Cytolytic CD4⁺-T-Cell Clones Reactive to EBNA1 Inhibit Epstein-Barr Virus-Induced B-Cell Proliferation

In the absence of immune surveillance, Epstein-Barr virus (EBV)-infected B cells generate neoplasms in vivo and transformed cell lines in vitro. In an in vitro system which modeled the first steps of in vivo immune control over posttransplant lymphoproliferative disease and lymphomas, our investigators previously demonstrated that memory CD4⁺ T cells reactive to EBV were necessary and sufficient to prevent proliferation of B cells newly infected by EBV (S. Nikiforow et al., J. Virol. 75:3740-3752, 2001). Here, we show that three CD4⁺-T-cell clones reactive to the latent EBV antigen EBNA1 also prevent the proliferation of newly infected B cells from major histocompatibility complex (MHC) class II-matched donors, a crucial first step in the transformation process. EBNA1-reactive T-cell clones recognized B cells as early as 4 days after EBV infection through an HLA-DR-restricted interaction. They secreted Th1-type and Th2-type cytokines and lysed EBV-transformed established lymphoblastoid cell lines via a Fas/Fas ligand-dependent mechanism.
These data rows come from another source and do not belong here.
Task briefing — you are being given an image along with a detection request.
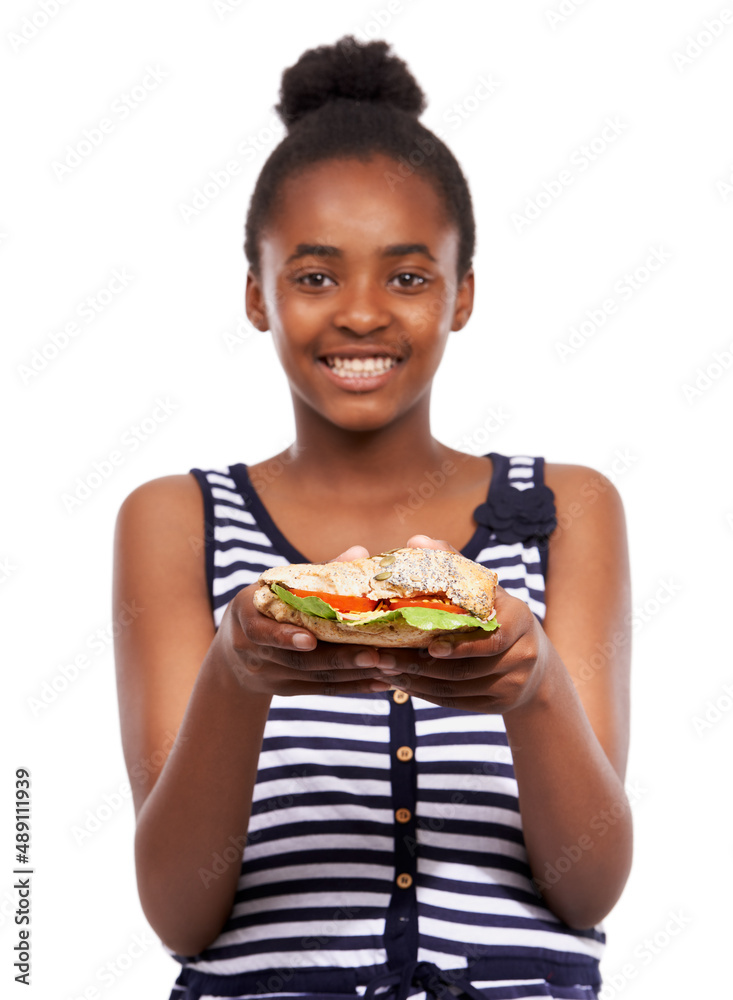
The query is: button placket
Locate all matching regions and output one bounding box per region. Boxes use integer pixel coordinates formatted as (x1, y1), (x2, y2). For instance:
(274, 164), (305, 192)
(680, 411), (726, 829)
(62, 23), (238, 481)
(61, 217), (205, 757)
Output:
(384, 676), (418, 969)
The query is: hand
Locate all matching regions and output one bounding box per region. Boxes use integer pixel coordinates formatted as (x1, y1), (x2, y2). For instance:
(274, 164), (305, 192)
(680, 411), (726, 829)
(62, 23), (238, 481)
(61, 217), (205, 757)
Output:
(216, 545), (391, 696)
(378, 535), (549, 714)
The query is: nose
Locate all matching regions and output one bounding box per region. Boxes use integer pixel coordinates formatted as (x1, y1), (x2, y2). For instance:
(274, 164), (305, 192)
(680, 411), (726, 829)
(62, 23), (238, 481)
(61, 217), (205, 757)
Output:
(333, 277), (392, 337)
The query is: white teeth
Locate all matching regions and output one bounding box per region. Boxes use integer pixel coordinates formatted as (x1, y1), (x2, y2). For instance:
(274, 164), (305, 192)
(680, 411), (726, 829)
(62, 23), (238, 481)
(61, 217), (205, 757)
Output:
(326, 356), (397, 378)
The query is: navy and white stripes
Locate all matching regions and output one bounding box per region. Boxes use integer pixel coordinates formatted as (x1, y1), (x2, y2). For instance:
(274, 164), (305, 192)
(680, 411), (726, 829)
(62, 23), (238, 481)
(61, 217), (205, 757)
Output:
(167, 454), (604, 1000)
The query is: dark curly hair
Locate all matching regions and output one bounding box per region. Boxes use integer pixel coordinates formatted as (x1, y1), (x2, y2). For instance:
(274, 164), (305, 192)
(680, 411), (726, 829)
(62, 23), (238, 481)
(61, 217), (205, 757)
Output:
(244, 35), (476, 284)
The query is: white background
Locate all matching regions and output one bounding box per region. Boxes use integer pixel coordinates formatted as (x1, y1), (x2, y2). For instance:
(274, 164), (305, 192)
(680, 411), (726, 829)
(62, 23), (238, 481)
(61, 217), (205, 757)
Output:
(0, 0), (733, 1000)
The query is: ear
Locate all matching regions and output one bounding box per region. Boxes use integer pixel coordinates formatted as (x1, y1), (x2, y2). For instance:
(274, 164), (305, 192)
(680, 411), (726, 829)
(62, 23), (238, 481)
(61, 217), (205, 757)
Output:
(451, 267), (475, 330)
(244, 268), (270, 332)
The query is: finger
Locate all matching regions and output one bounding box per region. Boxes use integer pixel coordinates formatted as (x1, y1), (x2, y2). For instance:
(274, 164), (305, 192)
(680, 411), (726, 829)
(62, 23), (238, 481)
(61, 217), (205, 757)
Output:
(376, 655), (494, 687)
(428, 625), (517, 660)
(328, 545), (369, 562)
(407, 535), (460, 554)
(389, 673), (504, 708)
(240, 640), (386, 678)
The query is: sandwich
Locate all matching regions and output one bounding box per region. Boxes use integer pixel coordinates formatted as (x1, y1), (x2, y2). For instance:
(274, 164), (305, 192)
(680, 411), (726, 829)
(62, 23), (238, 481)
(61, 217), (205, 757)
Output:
(253, 548), (499, 647)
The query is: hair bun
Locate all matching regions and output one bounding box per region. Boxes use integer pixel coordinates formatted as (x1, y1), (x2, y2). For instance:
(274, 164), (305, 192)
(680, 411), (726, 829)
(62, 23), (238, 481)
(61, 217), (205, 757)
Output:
(275, 35), (426, 128)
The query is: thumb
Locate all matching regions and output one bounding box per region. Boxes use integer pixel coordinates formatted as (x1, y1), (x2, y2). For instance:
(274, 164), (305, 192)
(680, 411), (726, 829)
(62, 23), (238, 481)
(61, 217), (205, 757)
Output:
(407, 535), (458, 552)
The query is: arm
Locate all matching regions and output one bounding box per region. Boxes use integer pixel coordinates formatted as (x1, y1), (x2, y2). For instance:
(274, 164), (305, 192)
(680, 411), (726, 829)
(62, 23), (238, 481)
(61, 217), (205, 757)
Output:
(113, 475), (388, 955)
(114, 476), (270, 955)
(505, 466), (632, 929)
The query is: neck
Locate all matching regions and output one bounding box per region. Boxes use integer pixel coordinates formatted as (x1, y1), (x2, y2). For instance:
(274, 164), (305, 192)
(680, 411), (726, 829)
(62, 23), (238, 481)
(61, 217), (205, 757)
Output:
(286, 390), (455, 502)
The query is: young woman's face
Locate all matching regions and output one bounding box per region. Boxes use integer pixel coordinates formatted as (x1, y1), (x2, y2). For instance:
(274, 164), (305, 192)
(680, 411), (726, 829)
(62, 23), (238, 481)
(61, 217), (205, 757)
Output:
(247, 155), (473, 430)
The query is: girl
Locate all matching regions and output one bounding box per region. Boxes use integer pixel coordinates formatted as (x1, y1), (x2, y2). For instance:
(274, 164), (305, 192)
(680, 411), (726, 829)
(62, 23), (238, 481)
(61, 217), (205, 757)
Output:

Once specifically activated, they also caused bystander regression and bystander killing of non-MHC-matched EBV-infected B cells. Since EBNA1 is recognized by CD4⁺ T cells from nearly all EBV-seropositive individuals and evades detection by CD8⁺ T cells, EBNA1-reactive CD4⁺ T cells may control de novo expansion of B cells following EBV infection in vivo. Thus, EBNA1-reactive CD4⁺-T-cell clones may find use as adoptive immunotherapy against EBV-related lymphoproliferative disease and many other EBV-associated tumors.